Сельские жители относились к нему хорошо. С нетерпением ждали приезда. Готовили свежее, утренней дойки, молоко, сливки, сметану, масло. Оставляли лучшие туши забитого накануне скота. Загодя выставляли во дворах аккуратно сложенные в мешки и ящики овощи и фрукты.
Гройсман отвечал колхозникам взаимностью. Детям привозил конфеты. Женщинам дарил незатейливую кухонную утварь, цветастые головные платки и отрезы недорогой материи. Мужиков снабжал инструментами, привозил дефицитные в то время гвозди и проволоку. Кроме того, щедро угощал их казенной водкой. Но самое главное – рассчитывался наличными. Для пораженных в правах и лишенных паспортов колхозников это был чуть ли не единственный в то время источник «живых» денег.
Домой Гройсман возвращался часов в пять. Умывался, переодевался в домашнюю одежду. Пока Рива собирала на стол, он по диагонали просматривал позавчерашнюю газету или общался с детьми – интересовался, как дела в школе: отметки, общественная работа, поведение. Потом плотно обедал. Затем мог полчаса подремать. Затем отправлялся в спальню, запирал изнутри дверь и считал деньги.
После пересчета на столе лежало четыре стопки. Первая предназначалась секретарю райкома, вторая – начальнику милиции. Третью он отдавал жене. Четвертая стопка тоже делилась на две части. Это были деньги для двух вдов: сестры Леи, воспитывающей двух сыновей-школьников, и Бэлы, вдовы погибшего Нохума.
Она, кстати, вскоре после войны из Райгорода уехала. Вышла замуж, поселилась в Днепропетровске, родила дочь. Доучилась в юридическом техникуме и устроилась стенографисткой в суд. С семьей погибшего мужа общалась редко. Что не мешало Гройсману регулярно посылать ей деньги.
По субботам Гройсман никогда не работал. Отсыпался, слушал радио. Иногда, устроившись на диване, просто дремал. Ходил в гости и охотно приглашал к себе. Поскольку Рива хорошо готовила, любил плотно поесть. С удовольствием, но без дури, выпивал.
Прилично зарабатывая, Гройсман не отличался расточительностью. Полагал, что тратить нужно разумно, по потребности. А потребности у него были небольшие. На себя он практически не тратил.
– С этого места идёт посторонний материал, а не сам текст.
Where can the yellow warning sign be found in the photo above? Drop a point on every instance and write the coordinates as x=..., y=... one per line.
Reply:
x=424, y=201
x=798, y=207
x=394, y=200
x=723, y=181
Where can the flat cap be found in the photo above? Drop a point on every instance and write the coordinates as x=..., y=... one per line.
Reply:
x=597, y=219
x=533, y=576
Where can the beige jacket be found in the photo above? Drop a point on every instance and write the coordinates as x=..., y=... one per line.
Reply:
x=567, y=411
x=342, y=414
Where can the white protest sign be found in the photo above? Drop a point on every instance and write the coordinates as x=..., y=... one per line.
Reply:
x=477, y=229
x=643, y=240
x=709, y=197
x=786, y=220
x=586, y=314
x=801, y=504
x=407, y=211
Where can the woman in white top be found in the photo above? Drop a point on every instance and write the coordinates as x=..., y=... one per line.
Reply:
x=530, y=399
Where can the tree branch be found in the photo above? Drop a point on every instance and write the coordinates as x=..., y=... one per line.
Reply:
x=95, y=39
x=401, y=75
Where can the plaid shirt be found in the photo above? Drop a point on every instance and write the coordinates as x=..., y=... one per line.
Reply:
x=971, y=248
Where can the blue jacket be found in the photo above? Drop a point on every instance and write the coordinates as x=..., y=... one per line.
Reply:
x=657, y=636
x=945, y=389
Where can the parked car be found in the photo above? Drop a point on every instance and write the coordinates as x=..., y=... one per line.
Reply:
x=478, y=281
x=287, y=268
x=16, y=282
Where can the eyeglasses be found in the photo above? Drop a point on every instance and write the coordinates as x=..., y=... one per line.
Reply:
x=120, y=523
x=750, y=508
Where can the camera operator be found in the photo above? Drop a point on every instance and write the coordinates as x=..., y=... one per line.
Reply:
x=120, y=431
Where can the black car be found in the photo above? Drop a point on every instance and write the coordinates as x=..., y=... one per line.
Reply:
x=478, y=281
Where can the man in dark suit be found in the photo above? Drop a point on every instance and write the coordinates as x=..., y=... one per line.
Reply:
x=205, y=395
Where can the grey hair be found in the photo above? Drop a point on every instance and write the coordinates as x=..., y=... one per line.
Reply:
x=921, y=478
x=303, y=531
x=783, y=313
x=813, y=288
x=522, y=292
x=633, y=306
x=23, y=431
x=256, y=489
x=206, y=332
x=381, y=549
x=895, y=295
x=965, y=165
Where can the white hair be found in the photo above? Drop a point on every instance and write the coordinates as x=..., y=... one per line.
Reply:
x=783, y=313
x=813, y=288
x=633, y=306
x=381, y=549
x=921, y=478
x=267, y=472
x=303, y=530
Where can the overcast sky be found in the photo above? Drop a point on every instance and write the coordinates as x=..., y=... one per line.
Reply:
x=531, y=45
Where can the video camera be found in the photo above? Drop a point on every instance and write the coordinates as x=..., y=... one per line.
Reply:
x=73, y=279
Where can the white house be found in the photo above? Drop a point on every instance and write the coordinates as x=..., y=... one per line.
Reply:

Жене пару раз в год покупал недорогие подарки – обычно платок или чулки, реже – сковородку или новую кастрюлю. Детей тоже особенно не баловал, но иногда поощрял. Правда, довольно своеобразно: за хорошие отметки давал им по пятьдесят копеек, за отсутствие замечаний по поведению вручал рубль.
При такой мотивации Рая за пару лет скопила немалые деньги. Сема же, как ни старался, накопить не мог. Более того, учителя говорили, что даже на фоне самых отъявленных райгородских бездельников Семен Гройсман удручающе безнадежен.
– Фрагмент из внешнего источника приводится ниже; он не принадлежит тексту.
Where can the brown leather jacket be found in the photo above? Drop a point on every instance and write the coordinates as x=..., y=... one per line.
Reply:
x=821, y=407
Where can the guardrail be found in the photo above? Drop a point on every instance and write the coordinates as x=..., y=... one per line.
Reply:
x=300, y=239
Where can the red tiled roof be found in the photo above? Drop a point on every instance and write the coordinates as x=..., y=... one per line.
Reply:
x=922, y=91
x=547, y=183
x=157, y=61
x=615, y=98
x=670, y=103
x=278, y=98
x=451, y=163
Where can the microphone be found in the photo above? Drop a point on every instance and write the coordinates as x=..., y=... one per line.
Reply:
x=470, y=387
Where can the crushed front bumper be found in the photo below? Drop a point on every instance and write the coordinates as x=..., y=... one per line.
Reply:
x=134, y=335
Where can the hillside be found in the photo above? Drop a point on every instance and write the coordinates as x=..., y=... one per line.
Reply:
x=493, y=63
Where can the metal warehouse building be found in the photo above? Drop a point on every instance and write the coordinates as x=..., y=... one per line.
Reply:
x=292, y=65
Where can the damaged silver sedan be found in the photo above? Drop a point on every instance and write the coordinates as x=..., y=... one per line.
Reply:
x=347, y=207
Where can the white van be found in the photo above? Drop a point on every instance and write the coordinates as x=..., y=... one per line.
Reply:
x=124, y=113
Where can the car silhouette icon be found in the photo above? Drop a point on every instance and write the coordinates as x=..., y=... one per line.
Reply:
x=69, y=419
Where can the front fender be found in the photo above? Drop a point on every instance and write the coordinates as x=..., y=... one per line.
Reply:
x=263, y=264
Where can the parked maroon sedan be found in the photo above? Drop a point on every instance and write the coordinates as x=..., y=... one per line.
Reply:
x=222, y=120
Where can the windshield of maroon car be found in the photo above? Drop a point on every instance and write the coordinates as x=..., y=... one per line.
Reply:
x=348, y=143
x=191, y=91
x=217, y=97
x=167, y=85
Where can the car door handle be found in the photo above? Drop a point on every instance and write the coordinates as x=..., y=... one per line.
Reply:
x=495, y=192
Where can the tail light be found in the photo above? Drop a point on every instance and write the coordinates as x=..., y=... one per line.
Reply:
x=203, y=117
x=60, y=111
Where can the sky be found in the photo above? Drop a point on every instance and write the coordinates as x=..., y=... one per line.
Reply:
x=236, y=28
При высоких доходах и малых тратах у Гройсмана стали образовываться значительные накопления. Но деньги, считал он, нужны не для того, чтобы их тратить. Старому другу Каплуну свою позицию излагал так:
– Сэкономил – все равно что второй раз заработал!
– Как говорится, на черный день пригодится… – поэтично соглашался Каплун. И добавлял: – Мало ли что случится…
Как будто что-то знал. Потому что случилось все довольно скоро – в декабре 1947 года. Именно в то время и Гройсман, и Каплун лишились значительной части своих накоплений. О том, как это произошло, следует рассказать отдельно.
Глава 12. Реформа
В войну Исаак Каплун начал службу лейтенантом в роте снабжения, а закончил майором, начальником Шестой бригады Главного трофейного управления Союза ССР.
Созданное в 1943 году, Трофейное управление обеспечивало вывоз с освобожденных территорий оружия, имущества и металлолома. Но главным образом – вещевого и обозно-хозяйственного имущества: мебели, ковров, одежды, ювелирных украшений и прочих ценностей. Несмотря на то что в трофейных бригадах были свои отделы Смерш, которые пустили под расстрел тысячи мародеров-«трофейщиков», Каплун как-то умудрился приобрести и переправить на родину целый грузовик с некрупной мебелью, гобеленами, отрезами тканей, дюжиной дамских манто и прочим скарбом. Попросил нескольких родственников и доверенных соседей принять трофеи на хранение.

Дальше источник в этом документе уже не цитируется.